How can I cascade changes from one aggregate root to another?

I’m having trouble modelling a relationship in DDD. I have four entities:

  • Claim – defines access to a Service.
  • Service – a web service. A Service has many Claims and can belong to any number of Teams.
  • Role – contains a collection of Claims from any number of Services. Roles always belong to a Team.
  • Team – contains a collection of Roles, and Services.

When I remove a Claim from a Service, it should also be removed from all Roles that have that Claim assigned to them. Equally, when I change the name of a Service, that name should be reflected in all the Teams.

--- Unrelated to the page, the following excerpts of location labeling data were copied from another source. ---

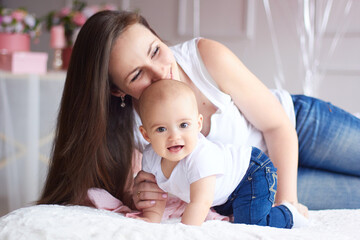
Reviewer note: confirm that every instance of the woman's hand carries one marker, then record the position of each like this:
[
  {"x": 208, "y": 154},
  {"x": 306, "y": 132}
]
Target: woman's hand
[{"x": 146, "y": 192}]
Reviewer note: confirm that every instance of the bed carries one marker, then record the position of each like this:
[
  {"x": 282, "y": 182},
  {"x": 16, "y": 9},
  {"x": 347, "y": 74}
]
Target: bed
[{"x": 78, "y": 222}]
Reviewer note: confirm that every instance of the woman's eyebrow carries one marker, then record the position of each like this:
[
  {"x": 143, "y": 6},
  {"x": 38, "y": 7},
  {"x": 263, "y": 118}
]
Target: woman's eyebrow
[{"x": 150, "y": 47}]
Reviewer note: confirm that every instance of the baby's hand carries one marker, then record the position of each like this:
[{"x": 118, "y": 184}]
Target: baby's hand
[{"x": 139, "y": 217}]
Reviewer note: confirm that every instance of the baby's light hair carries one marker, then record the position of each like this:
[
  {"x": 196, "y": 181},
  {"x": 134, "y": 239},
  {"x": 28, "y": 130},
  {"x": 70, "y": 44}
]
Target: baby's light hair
[{"x": 164, "y": 90}]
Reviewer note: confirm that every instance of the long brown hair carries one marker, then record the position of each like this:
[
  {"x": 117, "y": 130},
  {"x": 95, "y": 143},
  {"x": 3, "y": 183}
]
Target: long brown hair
[{"x": 94, "y": 139}]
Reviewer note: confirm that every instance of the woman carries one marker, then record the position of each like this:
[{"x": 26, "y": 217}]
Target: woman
[{"x": 117, "y": 55}]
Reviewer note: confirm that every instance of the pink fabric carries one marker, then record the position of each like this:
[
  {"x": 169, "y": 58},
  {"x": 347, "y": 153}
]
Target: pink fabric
[{"x": 102, "y": 199}]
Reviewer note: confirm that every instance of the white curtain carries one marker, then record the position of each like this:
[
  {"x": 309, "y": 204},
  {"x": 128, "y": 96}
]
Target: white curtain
[
  {"x": 28, "y": 111},
  {"x": 320, "y": 26}
]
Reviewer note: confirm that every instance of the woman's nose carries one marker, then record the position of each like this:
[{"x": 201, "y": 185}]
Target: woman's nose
[{"x": 158, "y": 73}]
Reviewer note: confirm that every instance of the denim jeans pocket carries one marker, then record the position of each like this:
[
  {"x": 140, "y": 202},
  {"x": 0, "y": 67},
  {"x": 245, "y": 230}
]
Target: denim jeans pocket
[{"x": 271, "y": 177}]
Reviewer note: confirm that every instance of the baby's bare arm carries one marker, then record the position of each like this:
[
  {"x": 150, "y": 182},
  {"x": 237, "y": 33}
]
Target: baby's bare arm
[
  {"x": 154, "y": 214},
  {"x": 201, "y": 199}
]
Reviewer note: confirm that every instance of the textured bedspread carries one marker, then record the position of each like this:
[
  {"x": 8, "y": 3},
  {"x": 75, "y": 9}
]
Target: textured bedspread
[{"x": 75, "y": 222}]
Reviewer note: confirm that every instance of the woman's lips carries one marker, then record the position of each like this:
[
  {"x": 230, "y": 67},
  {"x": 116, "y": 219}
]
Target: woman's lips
[{"x": 176, "y": 148}]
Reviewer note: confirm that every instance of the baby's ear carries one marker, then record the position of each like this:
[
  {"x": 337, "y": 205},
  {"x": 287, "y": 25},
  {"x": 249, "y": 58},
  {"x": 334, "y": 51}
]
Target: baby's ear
[
  {"x": 117, "y": 93},
  {"x": 144, "y": 133},
  {"x": 200, "y": 121}
]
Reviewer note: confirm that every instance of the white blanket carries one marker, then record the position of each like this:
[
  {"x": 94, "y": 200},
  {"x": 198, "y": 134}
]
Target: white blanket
[{"x": 76, "y": 222}]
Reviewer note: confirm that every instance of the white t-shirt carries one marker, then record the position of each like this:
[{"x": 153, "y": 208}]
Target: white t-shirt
[
  {"x": 227, "y": 162},
  {"x": 228, "y": 125}
]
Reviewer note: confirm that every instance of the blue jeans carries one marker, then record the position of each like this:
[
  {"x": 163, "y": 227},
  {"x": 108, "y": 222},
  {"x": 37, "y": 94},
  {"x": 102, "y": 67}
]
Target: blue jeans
[
  {"x": 329, "y": 155},
  {"x": 251, "y": 202}
]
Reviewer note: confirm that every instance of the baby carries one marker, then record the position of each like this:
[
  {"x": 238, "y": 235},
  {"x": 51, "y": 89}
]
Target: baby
[{"x": 238, "y": 180}]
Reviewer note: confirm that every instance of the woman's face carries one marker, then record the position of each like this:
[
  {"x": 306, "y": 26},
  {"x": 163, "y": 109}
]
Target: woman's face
[{"x": 139, "y": 58}]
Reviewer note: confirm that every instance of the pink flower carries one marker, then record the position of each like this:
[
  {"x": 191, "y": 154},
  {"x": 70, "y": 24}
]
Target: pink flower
[
  {"x": 65, "y": 11},
  {"x": 18, "y": 15},
  {"x": 7, "y": 19},
  {"x": 89, "y": 11},
  {"x": 109, "y": 6},
  {"x": 79, "y": 19}
]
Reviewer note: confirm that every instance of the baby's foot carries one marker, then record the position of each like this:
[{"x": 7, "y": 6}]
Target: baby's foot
[{"x": 299, "y": 219}]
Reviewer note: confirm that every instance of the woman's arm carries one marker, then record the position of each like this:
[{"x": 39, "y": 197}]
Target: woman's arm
[{"x": 261, "y": 108}]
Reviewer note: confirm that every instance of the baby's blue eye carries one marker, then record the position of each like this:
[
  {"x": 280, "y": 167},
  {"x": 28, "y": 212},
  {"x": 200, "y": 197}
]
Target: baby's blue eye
[
  {"x": 161, "y": 129},
  {"x": 184, "y": 125}
]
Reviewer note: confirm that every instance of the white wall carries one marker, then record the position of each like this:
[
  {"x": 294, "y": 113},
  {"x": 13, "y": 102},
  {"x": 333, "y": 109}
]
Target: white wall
[{"x": 243, "y": 26}]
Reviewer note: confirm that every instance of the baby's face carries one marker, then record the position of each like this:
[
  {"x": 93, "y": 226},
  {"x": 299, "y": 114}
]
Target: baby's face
[{"x": 172, "y": 128}]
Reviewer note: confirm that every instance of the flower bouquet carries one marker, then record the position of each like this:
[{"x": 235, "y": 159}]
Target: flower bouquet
[
  {"x": 17, "y": 26},
  {"x": 72, "y": 18},
  {"x": 19, "y": 21}
]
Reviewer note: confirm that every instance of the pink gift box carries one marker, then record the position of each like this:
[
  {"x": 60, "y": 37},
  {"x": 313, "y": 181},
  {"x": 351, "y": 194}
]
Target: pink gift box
[{"x": 24, "y": 62}]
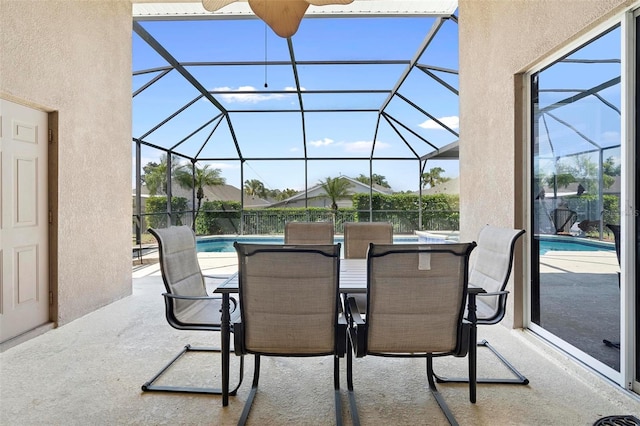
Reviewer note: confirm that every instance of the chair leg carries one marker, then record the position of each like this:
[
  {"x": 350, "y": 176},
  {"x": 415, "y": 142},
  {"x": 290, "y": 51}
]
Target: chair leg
[
  {"x": 611, "y": 344},
  {"x": 518, "y": 380},
  {"x": 252, "y": 393},
  {"x": 150, "y": 387},
  {"x": 336, "y": 388},
  {"x": 434, "y": 391},
  {"x": 355, "y": 418}
]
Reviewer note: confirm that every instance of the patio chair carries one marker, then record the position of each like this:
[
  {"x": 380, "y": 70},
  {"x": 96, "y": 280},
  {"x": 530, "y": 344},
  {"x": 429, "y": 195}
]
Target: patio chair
[
  {"x": 308, "y": 233},
  {"x": 289, "y": 298},
  {"x": 615, "y": 229},
  {"x": 491, "y": 266},
  {"x": 357, "y": 237},
  {"x": 563, "y": 219},
  {"x": 416, "y": 304},
  {"x": 187, "y": 305}
]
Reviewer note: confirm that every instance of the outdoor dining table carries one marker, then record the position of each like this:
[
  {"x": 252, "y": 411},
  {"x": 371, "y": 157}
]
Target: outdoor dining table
[{"x": 353, "y": 279}]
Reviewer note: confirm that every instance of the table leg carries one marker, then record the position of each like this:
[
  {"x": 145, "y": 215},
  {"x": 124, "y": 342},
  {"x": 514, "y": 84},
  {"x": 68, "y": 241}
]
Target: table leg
[{"x": 225, "y": 330}]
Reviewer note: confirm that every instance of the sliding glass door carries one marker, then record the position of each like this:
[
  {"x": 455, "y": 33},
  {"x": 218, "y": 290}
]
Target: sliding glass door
[
  {"x": 584, "y": 201},
  {"x": 575, "y": 203}
]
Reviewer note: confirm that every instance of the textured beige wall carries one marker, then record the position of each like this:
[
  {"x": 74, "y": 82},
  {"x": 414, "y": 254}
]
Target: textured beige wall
[
  {"x": 73, "y": 58},
  {"x": 499, "y": 40}
]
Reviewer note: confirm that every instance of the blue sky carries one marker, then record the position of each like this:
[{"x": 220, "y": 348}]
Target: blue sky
[{"x": 279, "y": 135}]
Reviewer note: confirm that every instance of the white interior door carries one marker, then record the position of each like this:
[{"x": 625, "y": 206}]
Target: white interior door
[{"x": 24, "y": 248}]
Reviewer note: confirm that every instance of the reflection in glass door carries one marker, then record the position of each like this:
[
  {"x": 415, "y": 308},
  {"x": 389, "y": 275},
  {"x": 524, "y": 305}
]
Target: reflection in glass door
[
  {"x": 636, "y": 269},
  {"x": 575, "y": 205}
]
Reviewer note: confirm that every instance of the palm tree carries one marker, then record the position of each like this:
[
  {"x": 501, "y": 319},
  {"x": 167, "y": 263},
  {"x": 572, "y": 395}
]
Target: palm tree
[
  {"x": 155, "y": 176},
  {"x": 255, "y": 188},
  {"x": 336, "y": 189},
  {"x": 197, "y": 178},
  {"x": 432, "y": 177}
]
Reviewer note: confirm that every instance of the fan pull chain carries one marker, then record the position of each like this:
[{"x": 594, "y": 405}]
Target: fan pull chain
[{"x": 265, "y": 56}]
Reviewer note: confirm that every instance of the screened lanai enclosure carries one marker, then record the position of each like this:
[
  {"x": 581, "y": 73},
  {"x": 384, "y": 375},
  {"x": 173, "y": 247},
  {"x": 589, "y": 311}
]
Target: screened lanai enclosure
[
  {"x": 237, "y": 130},
  {"x": 575, "y": 201}
]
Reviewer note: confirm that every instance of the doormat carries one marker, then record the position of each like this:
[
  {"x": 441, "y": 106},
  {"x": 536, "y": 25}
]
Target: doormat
[{"x": 618, "y": 421}]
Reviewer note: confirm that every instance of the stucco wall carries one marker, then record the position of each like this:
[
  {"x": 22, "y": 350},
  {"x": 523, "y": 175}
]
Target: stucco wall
[
  {"x": 499, "y": 40},
  {"x": 73, "y": 58}
]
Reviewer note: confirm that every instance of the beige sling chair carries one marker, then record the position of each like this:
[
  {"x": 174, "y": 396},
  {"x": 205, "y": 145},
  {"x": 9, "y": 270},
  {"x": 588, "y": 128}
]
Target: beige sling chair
[
  {"x": 187, "y": 304},
  {"x": 289, "y": 304},
  {"x": 416, "y": 298},
  {"x": 491, "y": 266},
  {"x": 308, "y": 233}
]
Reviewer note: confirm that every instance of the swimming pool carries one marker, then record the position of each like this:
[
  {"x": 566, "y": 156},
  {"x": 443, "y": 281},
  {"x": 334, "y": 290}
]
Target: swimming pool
[
  {"x": 560, "y": 243},
  {"x": 225, "y": 244}
]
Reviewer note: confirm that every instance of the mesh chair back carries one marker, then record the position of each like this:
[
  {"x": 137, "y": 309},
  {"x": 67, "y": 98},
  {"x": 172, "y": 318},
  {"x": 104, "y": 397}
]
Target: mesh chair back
[
  {"x": 491, "y": 266},
  {"x": 289, "y": 298},
  {"x": 308, "y": 233},
  {"x": 179, "y": 264},
  {"x": 358, "y": 235},
  {"x": 416, "y": 297}
]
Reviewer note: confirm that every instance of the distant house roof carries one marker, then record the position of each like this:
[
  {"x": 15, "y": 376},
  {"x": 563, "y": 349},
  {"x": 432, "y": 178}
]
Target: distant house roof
[
  {"x": 574, "y": 188},
  {"x": 216, "y": 193},
  {"x": 452, "y": 186},
  {"x": 315, "y": 191}
]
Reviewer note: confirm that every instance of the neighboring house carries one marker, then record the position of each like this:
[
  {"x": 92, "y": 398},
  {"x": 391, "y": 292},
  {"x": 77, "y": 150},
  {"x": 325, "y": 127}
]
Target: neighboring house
[
  {"x": 318, "y": 198},
  {"x": 452, "y": 186},
  {"x": 213, "y": 193},
  {"x": 574, "y": 188}
]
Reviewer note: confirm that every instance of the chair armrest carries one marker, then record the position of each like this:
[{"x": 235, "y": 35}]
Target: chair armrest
[
  {"x": 471, "y": 307},
  {"x": 232, "y": 307},
  {"x": 238, "y": 338},
  {"x": 493, "y": 293},
  {"x": 464, "y": 341},
  {"x": 216, "y": 277},
  {"x": 357, "y": 328},
  {"x": 353, "y": 312},
  {"x": 341, "y": 335}
]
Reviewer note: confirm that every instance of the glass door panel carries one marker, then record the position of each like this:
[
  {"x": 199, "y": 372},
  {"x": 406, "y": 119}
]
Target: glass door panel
[{"x": 575, "y": 205}]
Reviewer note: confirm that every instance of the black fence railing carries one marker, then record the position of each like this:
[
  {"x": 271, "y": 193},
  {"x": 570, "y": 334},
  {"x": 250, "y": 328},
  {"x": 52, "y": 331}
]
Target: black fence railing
[{"x": 269, "y": 222}]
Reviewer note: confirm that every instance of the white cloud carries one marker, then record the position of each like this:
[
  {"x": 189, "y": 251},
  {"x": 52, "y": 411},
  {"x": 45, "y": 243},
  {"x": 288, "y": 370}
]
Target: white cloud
[
  {"x": 223, "y": 166},
  {"x": 248, "y": 98},
  {"x": 611, "y": 136},
  {"x": 453, "y": 122},
  {"x": 322, "y": 142},
  {"x": 363, "y": 146}
]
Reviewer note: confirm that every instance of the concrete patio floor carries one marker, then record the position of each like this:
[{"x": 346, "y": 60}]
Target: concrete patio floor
[{"x": 90, "y": 372}]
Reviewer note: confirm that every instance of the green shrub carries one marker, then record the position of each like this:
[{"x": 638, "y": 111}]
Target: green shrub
[{"x": 156, "y": 211}]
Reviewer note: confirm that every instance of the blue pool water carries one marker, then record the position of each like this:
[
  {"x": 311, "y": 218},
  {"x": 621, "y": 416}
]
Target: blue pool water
[
  {"x": 573, "y": 244},
  {"x": 225, "y": 244}
]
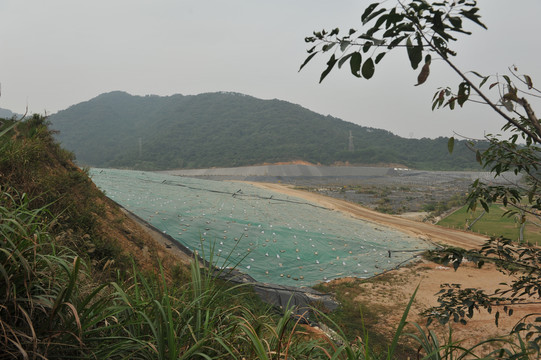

I currently have a Service aggregate root (to allow Services to be added and altered independently of any one Team), and a Team aggregate root (to allow management of Team-specific Roles). This creates two problems:

  • Changes in the Service aggregate are not reflected in the Team aggregate
  • When a Claim is removed from a Service, there is no way to cascade this into the Team’s roles.

There’s something clearly horribly wrong with my model, and was wondering if anyone can illuminate where I’ve gone awry.

3

Why does a Role have a direct relation to Service, when the relation obviously requires a Claim to exist? Just forget about that one.

Respectively where is there a relation between Service and Team? Add an indirection via an Ownership entity to model that.

Choosing Team and Service as the only root aggregates is correct.

Team    1 <-> * Role
Role    1 <-> * Claim

Service 1 <-> * Claim

Team    1 <-> * Ownership
Service 1 <-> * Ownership

By making the relations traversable in both directions, you can already reach each entity required to access all related information required.

There is no actual need to ever store Service names in a Team, that information can be aggregated by navigating both along the Claim and the Ownership relations.

As a Claim holds both a reference on a Role and on a Service, you must traverse both parents when deleting a Claim. The same goes for Ownership. It doesn’t matter which parent owns the child and which just holds a reference, that’s just an implementation detail.